All estimation methods are detailed in the section Details: PANEL Procedure and its subsections.
These options define parameters that control the estimation and can be specific to the chosen technique (for example, how to estimate variance components in a random-effects model).
These control options are specific to dynamic panels, where the estimation technique is specified as GMM1, GMM2, or ITGMM. For more information, see the section Dynamic Panel Estimators.
These options specify variance estimation other than conventional model-based variance estimation. They include the robust, cluster robust, HAC, HCCME, and Newey-West techniques.
These options request unit root tests on the dependent variable. You begin with the UROOTTEST (or its synonym STATIONARITY) option and specify everything else within parentheses after the UROOTTEST (or SINGULARITY) keyword. The BREITUNG, COMBINATION, HADRI, HT, IPS, and LLC tests are available, and you can request them all by specifying the ALL option.
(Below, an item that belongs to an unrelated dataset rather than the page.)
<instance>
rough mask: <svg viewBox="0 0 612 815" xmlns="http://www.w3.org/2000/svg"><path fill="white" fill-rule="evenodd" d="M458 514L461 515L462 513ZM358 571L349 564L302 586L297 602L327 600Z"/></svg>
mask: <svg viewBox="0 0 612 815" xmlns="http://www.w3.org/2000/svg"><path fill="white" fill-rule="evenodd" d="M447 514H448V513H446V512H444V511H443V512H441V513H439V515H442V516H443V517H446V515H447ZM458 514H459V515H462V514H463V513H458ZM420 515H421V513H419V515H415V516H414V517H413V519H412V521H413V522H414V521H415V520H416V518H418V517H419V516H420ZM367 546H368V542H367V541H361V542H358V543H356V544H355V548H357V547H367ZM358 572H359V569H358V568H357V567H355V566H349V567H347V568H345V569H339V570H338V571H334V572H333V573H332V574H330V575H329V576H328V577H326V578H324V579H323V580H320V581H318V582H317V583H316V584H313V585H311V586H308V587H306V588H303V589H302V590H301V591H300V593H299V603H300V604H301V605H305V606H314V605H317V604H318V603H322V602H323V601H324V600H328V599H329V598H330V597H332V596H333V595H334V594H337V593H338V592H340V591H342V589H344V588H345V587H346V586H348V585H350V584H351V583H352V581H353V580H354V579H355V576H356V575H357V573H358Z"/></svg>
Consider the following example, which requests two tests (LLC and BREITUNG) on the dependent variable:
proc panel data=A; id i t; model y = x1 x2 x3 / unitroot(llc(kernel = parzen lag = aic), breitung(lag = gs) maxlag = 2 kernel = bartlett); run;
For the LLC test, the lag order is selected by AIC with maximum lag order 2 and the kernel is specified as Parzen (overriding Bartlett). For the BREITUNG test, the lag order is GS with a maximum lag order 2. The KERNEL option is ignored by BREITUNG because it is not relevant to that test.
These options request model specification tests, such as a test for poolability in one-way models. These tests depend on the model specifications of dependent and independent variables, but not on the estimation technique that is used to fit the model. For example, a one-way test for random effects does not require you to fit a random effects model, or even a one-way model for that matter. The model fits that are required for the selected tests are performed internally.
These options alter how results are presented.